Quant aux Tunisiens d’Ennahda, ils s’inquiètent un peu du phénomène Tamarrod, qui commence à s’étendre dans leur pays ; mais, dans ce cas aussi, comparaison n’est pas raison, car c’est une coalition qui est à la tête de la Tunisie. En effet, ne disposant pas de la totalité du pouvoir, Ennahda a su composer avec d’autres formations et s’est gardée de franchir certaines lignes rouges. De plus, l’armée tunisienne n’a rien à voir avec l’armée égyptienne, ni par sa puissance, ni par son organisation, ni par ses traditions, ni par sa structure, ni par ses réseaux et ses relais dans la société.

Deux pays se réjouissent : la Syrie et l’Algérie. La Syrie, parce que Morsi venait, par populisme, d’y décréter le djihad et d’appeler les Égyptiens à s’y rendre pour se battre contre le régime, allant jusqu’à rompre brutalement les relations diplomatiques entre les deux pays. L’Algérie, qui a elle aussi ses deux branches islamistes : d’un côté, la mouvance des Frères musulmans, dirigée par Mokri, qui n’a aucune « casserole », qui n’est tenu par personne et qui représente une menace dans la perspective des élections présidentielles à venir ; de l’autre, AQMI, avec laquelle il n’existe pas de dialogue, et qui s’est exportée – après le nord Mali – dans le Sud libyen et même en Tunisie. Tout échec de l’islam politique dans un pays des tsunamis arabes ne peut donc que réjouir le régime au pouvoir en Algérie, puisqu’il témoigne de l’impasse à laquelle cette voie conduit.

Je terminerai par une note d’espoir. En 2011, qui a mené la fronde ? Qui a fait la révolution ? Ce sont les jeunes, grâce aux vecteurs d’Internet et des réseaux sociaux. C’est sur Twitter et sur Facebook qu’ils se sont donné le rendez-vous magistral du 25 janvier. Qui a repris le flambeau aujourd’hui, après l’échec des deux transitions, celle du maréchal Tantaoui et celle de Morsi ? Ce sont les mêmes jeunes, grâce aux mêmes instruments. Certes, dans un pays dont un tiers au moins de la population est analphabète, ceux qui peuvent manier ces outils ne sont pas assez nombreux pour compter dans les urnes, ils ne possèdent pas assez de relais dans la société profonde. Mais l’action de cette jeunesse montre que le mur de la peur est tombé, que le pouvoir soit contrôlé par les militaires ou par les islamistes. Les révolutions et les répliques du tsunami vont se poursuivre.

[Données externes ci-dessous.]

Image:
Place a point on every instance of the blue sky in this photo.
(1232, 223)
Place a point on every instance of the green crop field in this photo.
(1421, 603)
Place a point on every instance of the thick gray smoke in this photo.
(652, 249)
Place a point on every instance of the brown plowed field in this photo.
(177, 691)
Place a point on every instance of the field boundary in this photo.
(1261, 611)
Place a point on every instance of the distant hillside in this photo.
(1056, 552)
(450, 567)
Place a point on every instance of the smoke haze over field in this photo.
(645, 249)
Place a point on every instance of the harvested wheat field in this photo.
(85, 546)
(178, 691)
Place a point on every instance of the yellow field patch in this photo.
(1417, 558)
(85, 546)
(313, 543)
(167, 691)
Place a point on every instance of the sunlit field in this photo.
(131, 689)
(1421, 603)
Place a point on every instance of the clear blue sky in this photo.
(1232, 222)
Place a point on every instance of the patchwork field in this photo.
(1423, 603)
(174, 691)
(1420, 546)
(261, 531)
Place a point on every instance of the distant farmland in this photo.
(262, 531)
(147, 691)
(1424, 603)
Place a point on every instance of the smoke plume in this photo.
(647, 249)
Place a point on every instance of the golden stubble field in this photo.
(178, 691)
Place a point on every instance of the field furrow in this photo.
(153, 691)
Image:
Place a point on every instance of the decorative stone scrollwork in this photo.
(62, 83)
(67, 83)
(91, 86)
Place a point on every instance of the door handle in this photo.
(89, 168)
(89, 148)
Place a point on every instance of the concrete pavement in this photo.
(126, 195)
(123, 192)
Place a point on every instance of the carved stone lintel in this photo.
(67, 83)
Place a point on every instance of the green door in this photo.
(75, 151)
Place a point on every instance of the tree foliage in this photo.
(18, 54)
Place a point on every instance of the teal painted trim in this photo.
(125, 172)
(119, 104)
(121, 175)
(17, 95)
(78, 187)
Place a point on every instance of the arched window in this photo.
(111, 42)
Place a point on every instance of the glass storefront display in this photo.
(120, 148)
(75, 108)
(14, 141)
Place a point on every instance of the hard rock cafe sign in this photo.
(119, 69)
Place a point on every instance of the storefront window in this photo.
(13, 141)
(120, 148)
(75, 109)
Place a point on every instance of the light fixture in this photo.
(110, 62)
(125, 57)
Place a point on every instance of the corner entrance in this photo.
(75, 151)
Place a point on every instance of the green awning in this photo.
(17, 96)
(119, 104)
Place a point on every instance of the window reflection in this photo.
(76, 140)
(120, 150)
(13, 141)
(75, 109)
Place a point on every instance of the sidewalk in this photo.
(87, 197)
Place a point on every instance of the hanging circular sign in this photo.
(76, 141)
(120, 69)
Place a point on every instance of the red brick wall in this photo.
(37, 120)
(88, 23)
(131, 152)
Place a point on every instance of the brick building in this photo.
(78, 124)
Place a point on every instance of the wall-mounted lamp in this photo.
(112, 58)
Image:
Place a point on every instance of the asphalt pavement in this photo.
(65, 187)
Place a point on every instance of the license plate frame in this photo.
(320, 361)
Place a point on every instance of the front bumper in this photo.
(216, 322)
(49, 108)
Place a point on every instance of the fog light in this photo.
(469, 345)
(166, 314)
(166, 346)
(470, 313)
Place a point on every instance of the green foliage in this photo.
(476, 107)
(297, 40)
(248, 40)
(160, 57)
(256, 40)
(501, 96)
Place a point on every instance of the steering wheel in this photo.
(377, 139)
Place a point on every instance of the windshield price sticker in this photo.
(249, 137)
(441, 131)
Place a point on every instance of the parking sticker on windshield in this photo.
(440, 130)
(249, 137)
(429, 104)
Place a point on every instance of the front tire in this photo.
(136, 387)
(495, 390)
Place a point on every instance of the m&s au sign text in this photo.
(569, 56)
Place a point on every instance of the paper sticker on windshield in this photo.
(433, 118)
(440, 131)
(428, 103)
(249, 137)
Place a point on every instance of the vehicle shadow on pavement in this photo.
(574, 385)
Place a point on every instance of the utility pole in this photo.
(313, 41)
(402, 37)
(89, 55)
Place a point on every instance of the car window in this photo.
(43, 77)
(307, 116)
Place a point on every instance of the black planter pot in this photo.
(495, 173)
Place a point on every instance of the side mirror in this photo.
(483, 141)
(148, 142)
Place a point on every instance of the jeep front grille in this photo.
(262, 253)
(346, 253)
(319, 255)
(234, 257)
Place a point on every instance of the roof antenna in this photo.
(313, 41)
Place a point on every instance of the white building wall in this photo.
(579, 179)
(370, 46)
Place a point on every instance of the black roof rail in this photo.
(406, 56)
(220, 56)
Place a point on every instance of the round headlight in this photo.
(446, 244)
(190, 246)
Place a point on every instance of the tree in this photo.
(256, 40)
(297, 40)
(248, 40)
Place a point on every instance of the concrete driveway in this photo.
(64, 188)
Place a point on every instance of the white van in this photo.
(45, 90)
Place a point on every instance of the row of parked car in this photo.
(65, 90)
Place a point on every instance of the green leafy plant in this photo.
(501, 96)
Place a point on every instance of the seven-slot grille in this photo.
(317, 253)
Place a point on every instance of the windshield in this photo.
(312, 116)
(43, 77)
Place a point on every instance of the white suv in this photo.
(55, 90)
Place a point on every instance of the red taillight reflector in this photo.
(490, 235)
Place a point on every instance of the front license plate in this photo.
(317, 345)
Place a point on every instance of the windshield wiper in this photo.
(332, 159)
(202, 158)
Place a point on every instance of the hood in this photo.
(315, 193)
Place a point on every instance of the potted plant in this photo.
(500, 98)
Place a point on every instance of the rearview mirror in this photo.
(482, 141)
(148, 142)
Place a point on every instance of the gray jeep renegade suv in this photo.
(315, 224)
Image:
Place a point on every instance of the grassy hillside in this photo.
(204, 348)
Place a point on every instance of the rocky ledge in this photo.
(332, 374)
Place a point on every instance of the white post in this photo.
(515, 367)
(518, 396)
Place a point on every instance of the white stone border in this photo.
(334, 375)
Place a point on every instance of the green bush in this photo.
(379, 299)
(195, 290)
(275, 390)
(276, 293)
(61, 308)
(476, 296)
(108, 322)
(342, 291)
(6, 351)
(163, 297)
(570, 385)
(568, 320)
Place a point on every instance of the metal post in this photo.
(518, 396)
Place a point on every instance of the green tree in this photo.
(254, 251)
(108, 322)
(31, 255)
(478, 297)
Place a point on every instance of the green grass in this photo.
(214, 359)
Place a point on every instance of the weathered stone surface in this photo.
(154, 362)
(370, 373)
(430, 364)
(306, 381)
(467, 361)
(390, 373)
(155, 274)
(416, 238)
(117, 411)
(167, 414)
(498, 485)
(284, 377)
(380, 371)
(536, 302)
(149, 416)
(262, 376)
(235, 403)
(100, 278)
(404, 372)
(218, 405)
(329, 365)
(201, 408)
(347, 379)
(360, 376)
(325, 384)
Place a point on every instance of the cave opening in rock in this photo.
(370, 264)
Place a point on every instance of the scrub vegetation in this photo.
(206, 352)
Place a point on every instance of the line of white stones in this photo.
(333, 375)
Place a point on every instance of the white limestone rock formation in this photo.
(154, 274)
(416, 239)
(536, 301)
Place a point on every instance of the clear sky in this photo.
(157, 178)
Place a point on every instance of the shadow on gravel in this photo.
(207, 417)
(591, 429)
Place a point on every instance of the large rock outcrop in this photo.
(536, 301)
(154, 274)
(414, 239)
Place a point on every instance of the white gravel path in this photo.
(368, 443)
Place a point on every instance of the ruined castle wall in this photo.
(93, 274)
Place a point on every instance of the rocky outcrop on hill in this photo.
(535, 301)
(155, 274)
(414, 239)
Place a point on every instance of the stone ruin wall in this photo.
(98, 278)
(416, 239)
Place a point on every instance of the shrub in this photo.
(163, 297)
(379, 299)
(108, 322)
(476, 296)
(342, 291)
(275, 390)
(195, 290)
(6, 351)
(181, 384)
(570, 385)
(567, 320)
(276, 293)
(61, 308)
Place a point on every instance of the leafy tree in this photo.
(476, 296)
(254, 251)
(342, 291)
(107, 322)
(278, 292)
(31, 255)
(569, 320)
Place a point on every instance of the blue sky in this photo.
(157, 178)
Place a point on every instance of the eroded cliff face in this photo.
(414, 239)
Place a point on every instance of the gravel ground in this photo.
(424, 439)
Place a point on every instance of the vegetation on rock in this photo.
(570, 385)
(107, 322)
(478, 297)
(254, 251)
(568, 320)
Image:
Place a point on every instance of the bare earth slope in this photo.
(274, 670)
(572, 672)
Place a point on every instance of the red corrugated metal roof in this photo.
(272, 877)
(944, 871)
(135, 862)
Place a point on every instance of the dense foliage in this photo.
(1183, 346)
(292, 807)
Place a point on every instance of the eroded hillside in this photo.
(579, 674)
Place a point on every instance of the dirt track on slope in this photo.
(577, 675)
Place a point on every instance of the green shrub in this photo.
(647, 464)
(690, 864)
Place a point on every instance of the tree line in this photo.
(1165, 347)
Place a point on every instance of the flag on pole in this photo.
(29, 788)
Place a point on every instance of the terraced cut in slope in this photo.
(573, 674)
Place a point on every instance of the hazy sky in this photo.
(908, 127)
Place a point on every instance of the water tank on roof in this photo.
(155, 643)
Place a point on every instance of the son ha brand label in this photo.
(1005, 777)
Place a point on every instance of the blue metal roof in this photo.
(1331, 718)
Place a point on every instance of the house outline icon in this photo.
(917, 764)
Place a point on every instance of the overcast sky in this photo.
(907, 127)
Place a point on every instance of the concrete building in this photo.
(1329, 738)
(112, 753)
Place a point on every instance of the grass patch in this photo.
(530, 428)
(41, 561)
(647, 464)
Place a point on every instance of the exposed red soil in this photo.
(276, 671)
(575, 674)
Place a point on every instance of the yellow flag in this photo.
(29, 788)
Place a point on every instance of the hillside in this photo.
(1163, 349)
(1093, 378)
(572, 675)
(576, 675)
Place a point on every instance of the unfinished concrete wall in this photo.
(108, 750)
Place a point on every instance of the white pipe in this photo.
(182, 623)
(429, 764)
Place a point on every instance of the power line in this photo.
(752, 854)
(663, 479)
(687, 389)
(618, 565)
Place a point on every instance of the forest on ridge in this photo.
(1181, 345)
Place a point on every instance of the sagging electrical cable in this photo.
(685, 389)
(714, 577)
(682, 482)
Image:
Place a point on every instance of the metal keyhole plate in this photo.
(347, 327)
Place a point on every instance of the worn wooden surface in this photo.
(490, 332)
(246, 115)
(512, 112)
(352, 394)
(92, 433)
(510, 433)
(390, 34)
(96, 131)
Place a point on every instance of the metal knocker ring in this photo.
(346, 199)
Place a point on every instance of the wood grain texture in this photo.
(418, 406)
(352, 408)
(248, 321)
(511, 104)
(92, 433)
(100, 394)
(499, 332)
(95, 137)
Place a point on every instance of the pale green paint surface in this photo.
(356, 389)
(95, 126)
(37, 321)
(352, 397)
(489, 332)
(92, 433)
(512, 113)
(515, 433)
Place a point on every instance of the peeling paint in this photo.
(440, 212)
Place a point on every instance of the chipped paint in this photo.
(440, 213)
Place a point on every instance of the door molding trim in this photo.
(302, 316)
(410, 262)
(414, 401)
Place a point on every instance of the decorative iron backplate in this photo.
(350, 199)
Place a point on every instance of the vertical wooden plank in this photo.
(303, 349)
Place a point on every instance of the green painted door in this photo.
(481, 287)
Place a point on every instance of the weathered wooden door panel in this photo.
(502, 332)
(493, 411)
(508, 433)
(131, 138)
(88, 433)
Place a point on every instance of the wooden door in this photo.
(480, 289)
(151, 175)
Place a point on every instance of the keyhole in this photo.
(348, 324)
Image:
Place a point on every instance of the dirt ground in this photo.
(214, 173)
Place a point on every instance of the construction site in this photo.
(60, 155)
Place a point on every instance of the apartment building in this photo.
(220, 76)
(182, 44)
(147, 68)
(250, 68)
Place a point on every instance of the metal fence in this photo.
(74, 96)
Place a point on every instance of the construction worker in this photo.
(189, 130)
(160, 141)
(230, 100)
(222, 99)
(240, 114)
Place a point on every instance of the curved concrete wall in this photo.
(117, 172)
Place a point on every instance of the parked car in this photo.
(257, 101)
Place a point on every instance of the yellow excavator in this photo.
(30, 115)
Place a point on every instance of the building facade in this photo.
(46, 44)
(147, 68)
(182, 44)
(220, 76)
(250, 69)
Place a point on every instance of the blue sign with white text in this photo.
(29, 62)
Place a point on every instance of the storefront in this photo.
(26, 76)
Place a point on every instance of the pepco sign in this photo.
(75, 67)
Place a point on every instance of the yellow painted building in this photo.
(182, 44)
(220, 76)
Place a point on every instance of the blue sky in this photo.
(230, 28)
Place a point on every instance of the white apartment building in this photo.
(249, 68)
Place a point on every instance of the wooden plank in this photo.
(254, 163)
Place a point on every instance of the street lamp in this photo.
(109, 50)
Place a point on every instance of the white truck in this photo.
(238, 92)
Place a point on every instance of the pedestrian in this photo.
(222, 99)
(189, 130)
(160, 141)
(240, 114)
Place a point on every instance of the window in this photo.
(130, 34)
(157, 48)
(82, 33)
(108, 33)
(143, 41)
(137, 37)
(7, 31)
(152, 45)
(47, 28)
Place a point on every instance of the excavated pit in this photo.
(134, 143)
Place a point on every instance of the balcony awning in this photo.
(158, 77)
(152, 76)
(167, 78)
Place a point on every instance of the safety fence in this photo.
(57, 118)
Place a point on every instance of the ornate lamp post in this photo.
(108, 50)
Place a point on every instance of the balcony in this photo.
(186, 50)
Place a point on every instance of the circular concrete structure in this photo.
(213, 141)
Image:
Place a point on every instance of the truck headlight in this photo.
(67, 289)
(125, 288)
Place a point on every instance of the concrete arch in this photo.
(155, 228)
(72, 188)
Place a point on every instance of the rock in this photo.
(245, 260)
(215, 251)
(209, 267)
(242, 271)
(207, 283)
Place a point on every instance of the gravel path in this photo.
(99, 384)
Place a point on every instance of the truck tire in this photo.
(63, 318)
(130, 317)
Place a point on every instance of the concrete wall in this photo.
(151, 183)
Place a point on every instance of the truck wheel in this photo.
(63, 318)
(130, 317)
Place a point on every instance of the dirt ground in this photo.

M. Jean-Philippe Mallé. Membre de la mission d’information de notre commission sur les révolutions arabes, j’aimerais en savoir plus sur la place des salafistes, et notamment du parti Al-Nour, sur leur ancrage dans la population, leurs rapports avec les Frères musulmans depuis que ceux-ci sont au pouvoir, et sur le rôle qu’ils pourraient jouer désormais.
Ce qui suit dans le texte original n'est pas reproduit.